The phrase “cheap as chips" clearly doesn’t apply to manufacturers of potato chips in India. Prataap Snacks Ltd, which sells potato chips and other snacks, was valued at 58 times trailing earnings early this week. That was before it announced the acquisition of a majority stake in Avadh Snacks Pvt. Ltd for a sum of 148 crore.

Valuations have soared since, with investors concluding that Avadh is an excellent buy. On Thursday, Prataap Snacks’ valuation rose by 479 crore, or by about 2.5 times the enterprise valuation of Avadh Snacks. While there are synergies to be accounted for, Prataap Snacks is now priced for such perfection that there seems no room for any error.

The Avadh acquisition has added about 19% to Prataap Snacks’ market capitalization. The regional snack manufacturer will either need to grow at a scorching pace, or synergies between the two companies will need to be very high, for earnings accretion to be anywhere close justifying the jump in valuations.

Here’s why. Since Prataap Snacks will use up all the cash on its books to fund the acquisition, it will forgo non-operating income, which accounted for over a fifth of its pre-tax profit in the past two quarters. Non-operating income at Prataap Snacks has averaged 3.5 crore in recent quarters.

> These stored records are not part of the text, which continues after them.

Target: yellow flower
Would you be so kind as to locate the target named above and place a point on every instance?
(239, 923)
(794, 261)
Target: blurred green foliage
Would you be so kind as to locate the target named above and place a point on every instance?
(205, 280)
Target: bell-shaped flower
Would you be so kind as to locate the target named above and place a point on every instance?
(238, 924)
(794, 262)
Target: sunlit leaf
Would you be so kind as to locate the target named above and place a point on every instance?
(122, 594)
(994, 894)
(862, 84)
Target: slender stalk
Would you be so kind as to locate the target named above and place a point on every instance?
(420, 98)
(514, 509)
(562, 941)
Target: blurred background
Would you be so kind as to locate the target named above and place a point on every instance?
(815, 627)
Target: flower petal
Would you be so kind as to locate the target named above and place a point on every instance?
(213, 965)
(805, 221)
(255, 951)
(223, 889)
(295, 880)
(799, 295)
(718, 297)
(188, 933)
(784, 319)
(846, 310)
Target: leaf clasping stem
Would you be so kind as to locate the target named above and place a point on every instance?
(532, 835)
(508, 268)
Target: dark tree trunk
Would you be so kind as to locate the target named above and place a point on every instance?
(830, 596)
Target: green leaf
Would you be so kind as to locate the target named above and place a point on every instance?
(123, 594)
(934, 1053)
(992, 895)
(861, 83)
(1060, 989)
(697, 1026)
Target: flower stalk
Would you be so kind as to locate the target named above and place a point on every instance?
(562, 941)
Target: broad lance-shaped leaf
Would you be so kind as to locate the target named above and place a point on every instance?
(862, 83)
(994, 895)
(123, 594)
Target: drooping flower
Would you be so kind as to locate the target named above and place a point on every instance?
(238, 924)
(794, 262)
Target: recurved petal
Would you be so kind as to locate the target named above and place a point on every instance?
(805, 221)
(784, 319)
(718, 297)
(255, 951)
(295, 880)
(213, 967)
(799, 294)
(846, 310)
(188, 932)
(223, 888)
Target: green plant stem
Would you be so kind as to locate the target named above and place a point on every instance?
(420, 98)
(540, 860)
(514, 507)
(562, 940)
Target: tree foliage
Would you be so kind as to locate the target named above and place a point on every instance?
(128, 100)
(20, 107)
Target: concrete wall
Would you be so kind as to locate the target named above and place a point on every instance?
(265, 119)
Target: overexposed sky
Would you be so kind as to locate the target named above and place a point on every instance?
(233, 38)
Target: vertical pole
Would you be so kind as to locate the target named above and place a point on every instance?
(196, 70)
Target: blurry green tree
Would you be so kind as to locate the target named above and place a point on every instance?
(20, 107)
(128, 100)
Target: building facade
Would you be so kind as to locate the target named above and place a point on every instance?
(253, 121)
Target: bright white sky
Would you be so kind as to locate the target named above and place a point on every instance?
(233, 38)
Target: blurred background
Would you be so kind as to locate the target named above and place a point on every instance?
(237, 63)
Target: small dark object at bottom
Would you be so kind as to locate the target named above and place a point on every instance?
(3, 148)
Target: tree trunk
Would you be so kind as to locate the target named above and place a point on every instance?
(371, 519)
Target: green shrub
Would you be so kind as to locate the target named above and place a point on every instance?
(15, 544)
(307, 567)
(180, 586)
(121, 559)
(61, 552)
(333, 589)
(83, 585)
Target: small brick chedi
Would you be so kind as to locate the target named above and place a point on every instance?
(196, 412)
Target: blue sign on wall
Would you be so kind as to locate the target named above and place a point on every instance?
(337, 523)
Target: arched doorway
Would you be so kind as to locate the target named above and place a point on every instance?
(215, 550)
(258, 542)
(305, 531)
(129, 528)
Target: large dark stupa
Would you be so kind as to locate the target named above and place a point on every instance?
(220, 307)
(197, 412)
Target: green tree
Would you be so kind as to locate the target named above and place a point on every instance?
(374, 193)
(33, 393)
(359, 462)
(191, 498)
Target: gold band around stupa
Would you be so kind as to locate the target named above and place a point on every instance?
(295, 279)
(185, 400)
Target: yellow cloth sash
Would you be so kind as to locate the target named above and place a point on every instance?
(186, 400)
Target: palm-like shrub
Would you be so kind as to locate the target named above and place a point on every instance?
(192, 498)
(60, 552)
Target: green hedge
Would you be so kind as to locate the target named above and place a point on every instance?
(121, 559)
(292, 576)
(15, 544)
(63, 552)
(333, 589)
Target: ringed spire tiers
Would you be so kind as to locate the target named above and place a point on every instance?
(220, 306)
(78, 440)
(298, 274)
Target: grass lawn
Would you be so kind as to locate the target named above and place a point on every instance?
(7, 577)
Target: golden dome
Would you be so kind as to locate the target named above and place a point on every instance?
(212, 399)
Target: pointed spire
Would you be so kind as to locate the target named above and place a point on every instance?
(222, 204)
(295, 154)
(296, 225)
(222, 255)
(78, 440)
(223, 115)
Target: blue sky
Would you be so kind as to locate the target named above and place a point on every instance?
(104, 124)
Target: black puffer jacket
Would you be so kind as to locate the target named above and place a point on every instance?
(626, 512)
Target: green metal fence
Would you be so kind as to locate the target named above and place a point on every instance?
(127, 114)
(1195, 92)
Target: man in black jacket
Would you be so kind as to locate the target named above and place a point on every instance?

Based on financial year 2017-18 numbers shared by Prataap’s management, Avadh’s operating profit stood at roughly 11 crore, or 2.8 crore on a quarterly basis.

As such, Avadh Snacks would need to contribute much more simply to make up for the shortfall in non-operating income. Then it would also have to contribute meaningfully to profit, to justify the jump in valuations.

Not that it can’t; based on the numbers shared by Prataap Snacks’ management, it has already demonstrated high growth in the preceding two years. And as a combine, synergies in distribution can result in higher growth. The company points out that their product portfolios are complementary, which will also aid growth. And importantly, the acquisition finally provides Prataap Snacks with a decent entry into the lucrative Gujarat market, which is dominated by regional companies.

In this backdrop, it’s understandable that investors are excited. But with the acquisition, Prataap Snacks’ enterprise valuation has soared to well over 30 times Ebitda (earnings before interest, taxes, depreciation and amortisation). One can argue that it has put the cash on its books to good use, and that the consumer staples sector trades at such high valuations in any case. But that’s hardly any comfort since valuations of all consumer goods companies are bizarre currently, and are hardly reliable as a benchmark.

Prataap’s return ratios are way lower than other consumer goods companies, and current valuations assume that they will catch up once it gains scale. There are one too many assumptions for comfort on the valuations front. In the most recent quarter, Prataap Snacks reported a decline in operating profits because of raw material cost pressures—as such, the assumption of uninterrupted growth is being challenged already. Besides, its relatively smaller size should warrant some caution from investors, although the flip side is that a low base can result in higher growth rates. From the looks of it, investors are clearly eyeing the prospect of higher returns more than pricing in the risks associated.

For prudent investors, it may be as good a time as any to cash in the chips while the euphoria lasts.